悪役教師は、平和な学校生活を送りたい
 ツェツィーリエはもじもじしていたが、最後の方は消え入るようになり隣の席のエーリカの肩に顔を埋めてしまった。

「……あ、それいいな。仕方ないとはいえいっつも名字呼びだから、ちょっと寂しいなぁーって思ってたんだ」
「そ、そうだね。先生は僕たちとあんまり年も変わらないし……名前で呼んでくれたら、嬉しいかも」
「普段から、というのは難しいと思うけど、私も今くらいは呼んでほしいなぁ」
「あたしも! 先生にエーリカって呼んでほしいって思ってたのよ!」
「……そうだな。今くらいは」

 他の五人も乗り気になられたら、もう引けない。

(それに……私も一度、皆を名前で呼びたかった)

 先生と生徒という関係が嫌なわけではない。
 だが……たまにはただの「ディアナ」として、四つ年下なだけの教え子たちの近くに行きたいと思っていた。

 妙に、胸がドキドキする。
 もしかすると、十月に初めて補講クラスの教室に入ったとき以上に、緊張しているかもしれない。

「それじゃあ、今だけは。

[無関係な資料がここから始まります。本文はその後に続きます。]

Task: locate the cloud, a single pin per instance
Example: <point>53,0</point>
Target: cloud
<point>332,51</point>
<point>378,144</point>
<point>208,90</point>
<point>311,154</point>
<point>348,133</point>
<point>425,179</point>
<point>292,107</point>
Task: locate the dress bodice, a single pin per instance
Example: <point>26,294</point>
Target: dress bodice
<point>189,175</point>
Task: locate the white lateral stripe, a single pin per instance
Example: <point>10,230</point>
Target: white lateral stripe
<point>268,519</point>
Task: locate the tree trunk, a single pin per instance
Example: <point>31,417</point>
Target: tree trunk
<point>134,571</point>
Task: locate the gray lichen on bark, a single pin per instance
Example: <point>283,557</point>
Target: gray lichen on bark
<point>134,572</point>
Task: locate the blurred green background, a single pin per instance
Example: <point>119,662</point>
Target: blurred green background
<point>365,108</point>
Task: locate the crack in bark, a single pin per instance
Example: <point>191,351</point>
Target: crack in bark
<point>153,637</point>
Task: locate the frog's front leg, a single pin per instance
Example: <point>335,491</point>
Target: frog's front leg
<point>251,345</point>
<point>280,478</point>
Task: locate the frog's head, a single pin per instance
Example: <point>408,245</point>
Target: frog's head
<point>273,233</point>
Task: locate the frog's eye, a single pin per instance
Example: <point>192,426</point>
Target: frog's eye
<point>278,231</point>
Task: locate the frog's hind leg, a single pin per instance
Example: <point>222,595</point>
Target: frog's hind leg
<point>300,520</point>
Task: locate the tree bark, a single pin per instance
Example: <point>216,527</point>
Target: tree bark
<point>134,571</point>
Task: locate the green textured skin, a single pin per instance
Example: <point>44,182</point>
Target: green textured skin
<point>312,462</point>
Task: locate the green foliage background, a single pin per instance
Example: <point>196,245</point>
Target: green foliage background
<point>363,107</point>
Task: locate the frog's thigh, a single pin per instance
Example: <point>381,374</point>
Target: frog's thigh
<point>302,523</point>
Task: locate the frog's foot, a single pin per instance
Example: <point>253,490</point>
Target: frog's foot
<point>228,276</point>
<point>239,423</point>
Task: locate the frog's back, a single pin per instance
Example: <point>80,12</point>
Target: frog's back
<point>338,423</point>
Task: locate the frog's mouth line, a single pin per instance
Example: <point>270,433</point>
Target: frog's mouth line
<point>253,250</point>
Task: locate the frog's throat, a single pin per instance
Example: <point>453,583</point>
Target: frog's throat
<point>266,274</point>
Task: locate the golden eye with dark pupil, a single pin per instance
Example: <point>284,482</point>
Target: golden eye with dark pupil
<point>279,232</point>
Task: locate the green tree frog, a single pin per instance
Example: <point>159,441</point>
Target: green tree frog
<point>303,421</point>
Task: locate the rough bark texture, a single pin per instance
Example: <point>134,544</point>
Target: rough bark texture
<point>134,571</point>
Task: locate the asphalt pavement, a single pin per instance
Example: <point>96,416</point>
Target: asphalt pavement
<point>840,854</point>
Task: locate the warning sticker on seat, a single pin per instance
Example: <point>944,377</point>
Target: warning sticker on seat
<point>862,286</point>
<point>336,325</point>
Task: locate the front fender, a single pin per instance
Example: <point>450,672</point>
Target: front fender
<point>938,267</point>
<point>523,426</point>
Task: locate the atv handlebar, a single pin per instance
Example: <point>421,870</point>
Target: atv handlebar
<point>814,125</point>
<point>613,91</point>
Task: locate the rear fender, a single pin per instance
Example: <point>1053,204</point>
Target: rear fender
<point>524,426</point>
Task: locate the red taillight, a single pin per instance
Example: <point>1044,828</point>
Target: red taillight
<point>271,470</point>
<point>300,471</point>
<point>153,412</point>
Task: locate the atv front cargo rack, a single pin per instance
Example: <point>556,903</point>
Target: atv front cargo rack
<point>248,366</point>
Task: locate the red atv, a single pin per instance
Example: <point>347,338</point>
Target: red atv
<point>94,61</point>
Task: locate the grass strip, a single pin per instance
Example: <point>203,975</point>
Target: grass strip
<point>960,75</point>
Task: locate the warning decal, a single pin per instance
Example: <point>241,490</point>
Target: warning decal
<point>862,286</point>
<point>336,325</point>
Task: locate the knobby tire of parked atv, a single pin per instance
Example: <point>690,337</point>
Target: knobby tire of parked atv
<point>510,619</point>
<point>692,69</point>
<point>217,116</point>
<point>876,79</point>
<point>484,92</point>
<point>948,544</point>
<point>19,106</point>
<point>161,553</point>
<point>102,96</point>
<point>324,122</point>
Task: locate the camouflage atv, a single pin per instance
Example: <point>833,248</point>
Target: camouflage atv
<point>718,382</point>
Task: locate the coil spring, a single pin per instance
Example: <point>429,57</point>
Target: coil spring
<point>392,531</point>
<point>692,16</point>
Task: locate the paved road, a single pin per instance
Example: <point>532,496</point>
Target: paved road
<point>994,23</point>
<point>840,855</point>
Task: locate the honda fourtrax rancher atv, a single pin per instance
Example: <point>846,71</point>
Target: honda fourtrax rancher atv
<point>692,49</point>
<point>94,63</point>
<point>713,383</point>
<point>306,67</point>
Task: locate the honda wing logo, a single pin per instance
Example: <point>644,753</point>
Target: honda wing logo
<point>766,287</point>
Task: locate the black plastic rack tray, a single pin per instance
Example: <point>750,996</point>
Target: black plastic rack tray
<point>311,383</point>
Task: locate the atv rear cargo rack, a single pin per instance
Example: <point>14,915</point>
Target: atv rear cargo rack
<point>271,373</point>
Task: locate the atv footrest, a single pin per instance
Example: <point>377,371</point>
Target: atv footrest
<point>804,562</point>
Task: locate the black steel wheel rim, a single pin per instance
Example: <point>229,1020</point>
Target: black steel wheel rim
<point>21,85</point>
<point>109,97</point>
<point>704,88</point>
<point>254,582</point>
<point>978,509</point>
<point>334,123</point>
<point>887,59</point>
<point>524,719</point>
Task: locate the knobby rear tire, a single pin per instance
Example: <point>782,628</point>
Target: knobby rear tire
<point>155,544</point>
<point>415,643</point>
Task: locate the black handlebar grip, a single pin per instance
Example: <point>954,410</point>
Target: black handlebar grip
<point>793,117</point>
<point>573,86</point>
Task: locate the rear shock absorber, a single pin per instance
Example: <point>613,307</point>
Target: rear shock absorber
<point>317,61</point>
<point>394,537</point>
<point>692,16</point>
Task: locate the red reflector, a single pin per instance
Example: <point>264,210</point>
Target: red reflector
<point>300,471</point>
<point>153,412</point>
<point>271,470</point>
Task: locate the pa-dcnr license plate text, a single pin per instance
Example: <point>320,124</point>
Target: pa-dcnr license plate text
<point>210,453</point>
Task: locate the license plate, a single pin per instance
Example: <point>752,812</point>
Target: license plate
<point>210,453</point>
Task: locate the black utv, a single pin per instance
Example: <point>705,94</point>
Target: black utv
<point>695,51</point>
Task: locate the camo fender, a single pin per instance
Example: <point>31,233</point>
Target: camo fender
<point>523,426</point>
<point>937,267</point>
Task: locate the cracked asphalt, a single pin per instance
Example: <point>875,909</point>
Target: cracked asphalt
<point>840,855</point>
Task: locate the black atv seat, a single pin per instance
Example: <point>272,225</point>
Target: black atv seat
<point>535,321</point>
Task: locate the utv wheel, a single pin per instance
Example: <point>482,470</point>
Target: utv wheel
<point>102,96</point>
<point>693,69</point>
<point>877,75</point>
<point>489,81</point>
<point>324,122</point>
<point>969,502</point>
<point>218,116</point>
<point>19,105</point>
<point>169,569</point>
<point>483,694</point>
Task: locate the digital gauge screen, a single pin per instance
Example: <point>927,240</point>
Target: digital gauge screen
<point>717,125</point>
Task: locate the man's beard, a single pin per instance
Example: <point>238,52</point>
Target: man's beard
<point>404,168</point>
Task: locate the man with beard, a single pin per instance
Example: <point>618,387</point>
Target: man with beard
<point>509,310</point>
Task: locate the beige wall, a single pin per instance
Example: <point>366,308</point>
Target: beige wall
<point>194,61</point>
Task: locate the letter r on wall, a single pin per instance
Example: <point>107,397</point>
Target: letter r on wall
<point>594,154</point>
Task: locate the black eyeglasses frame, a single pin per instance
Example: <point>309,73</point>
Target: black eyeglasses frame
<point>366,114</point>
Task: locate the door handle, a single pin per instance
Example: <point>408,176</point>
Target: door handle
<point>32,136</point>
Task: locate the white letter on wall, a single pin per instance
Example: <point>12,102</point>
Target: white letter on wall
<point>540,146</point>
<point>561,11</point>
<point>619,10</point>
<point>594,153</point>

……ツェツィーリエさん」
「よ、呼び捨ての愛称で!」
「分かったわ、ツェリ」
「先生……!」

 ツェツィーリエが顔を真っ赤にしてはにかんだ。

 ディアナは生徒一人一人の名前をゆっくり、思いを込めて呼ぶ。

「エーリカ、レーネ、ルッツ」
「ふふふ」
「はいっ!」
「は、はい……!」
「リュディガー」
「あ、オレのことも愛称のリュドで」
「あら、あなたの愛称ってそういうのだったのですね。知らなかったわ」
「そりゃ、おまえたちには特に聞かれていないし。ってことで先生、オレのことはリュドでよろしく!」

 ぱちっとウインクを飛ばされたので、ディアナは微笑んだ。

「ええ、リュド」
「……っくー! いいねぇ、こういうの! すっげぇクる!」
「変態……」
「変態だわ……」
「破廉恥です」
「うっせぇなおまえら」
「……エルヴィン」

 最後に名前を呼ぶと、エルヴィンは少し考えた後に片手を挙げた。

「俺のことも、愛称で呼んでほしい」
「おい、おまえも秘蔵の愛称を披露するのか!」
「あんた、さっきからうるさい。……先生、俺のことはエルって呼んで」

 薄茶色の目元をほんのりと赤く染めて言われたので、ディアナはゆっくり頷いた。

「ええ、エル」
「っ……ありがとう」
「あらあら、顔が真っ赤じゃないの、エル」
「照れているんだな、エル」
「あんたたちは呼ぶな……」

 エルヴィンはかすれた声を上げ、隣の席のリュディガーに背中を叩かれていた。